Canadian Crossings #1
Bethany House July 3rd 2018, 352 Pages
Ebook, Print and Audio
Genre: Historical Fiction
Setting: Canada, 1920
In the aftermath of tragedy, Grace hopes to reclaim her nephew from the relatives who rejected her sister because of her class. Under an alias, she becomes her nephew's nanny to observe the formidable family up close.
Unexpectedly, she begins to fall for the boy's guardian, who is promised to another. Can Grace protect her nephew . . . and her heart?
My Rating: ⭐⭐⭐
This was a little story set just after WW1 in Canada. Its a nice clean romance providing an interesting exploration of the impact of trauma, war and loss on families. A perfectly nice, light, uplifting read that's not too taxing. The characters are good and well-drawn, even if the hero and heroine are a little on the side of Saccharine.
There's just one or two things that irked me. First of, why is it that in almost all marriage of convenience stories, or stories which look like there is going to be a marriage of convenience the prospective marriage partner (i.e the one which the hero or heroine is not in love with), is always superlatively bad or horrible? I mean is it because the marriage is not 'for love' and because the parties are not meant to be together?

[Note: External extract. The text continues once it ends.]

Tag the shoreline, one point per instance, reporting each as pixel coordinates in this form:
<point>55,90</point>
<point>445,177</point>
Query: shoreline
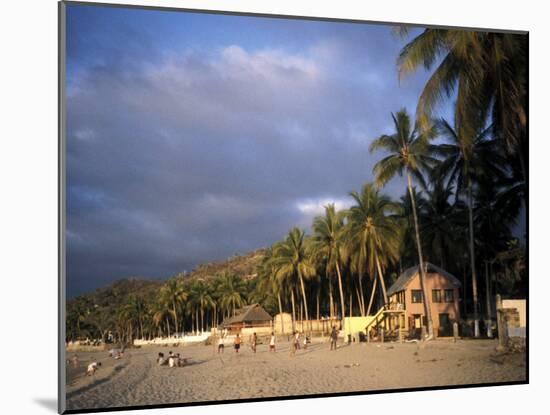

I'm sorry, but to me, that just doesn't seem very realistic. Just because x does not absolutely love that person why do they have to be absolutely horrible, cruel, callous and selfish with no redeeming features at all. Oh and of course, they almost invariably turn out to be impious or not good Christians. So a character's personality is determined by their relationship to the protagonist: basically. I suppose this can apply to a lot of novels of this genre, not just this one in particular.
The other thing was really a technicality. I was seriously wondering whether a telegram addressed simply to one 'Helen Abernathy' in 'Sussex' would actually reach its destination. Didn't telegrams have to have more specifics details or destinations? I mean Abernathy is a fairly common surname, and so I'm pretty sure there would have been several people with that surname living in Sussex in 1920.
Altogether, The Best of Intentions is a perfectly good story with which to while away an afternoon or a long journey. Or just if you want a feelgood Romance story. I did like it, and its my second book by this author, so I would certainly read more by her. Its just some of the tropes of this genre which I'm perhaps getting a bit tired of.
I requested this title from the Publisher via Netgalley and purchased the audio-book of my own volition. I was not required to write a positive review and all opinions expressed are my own.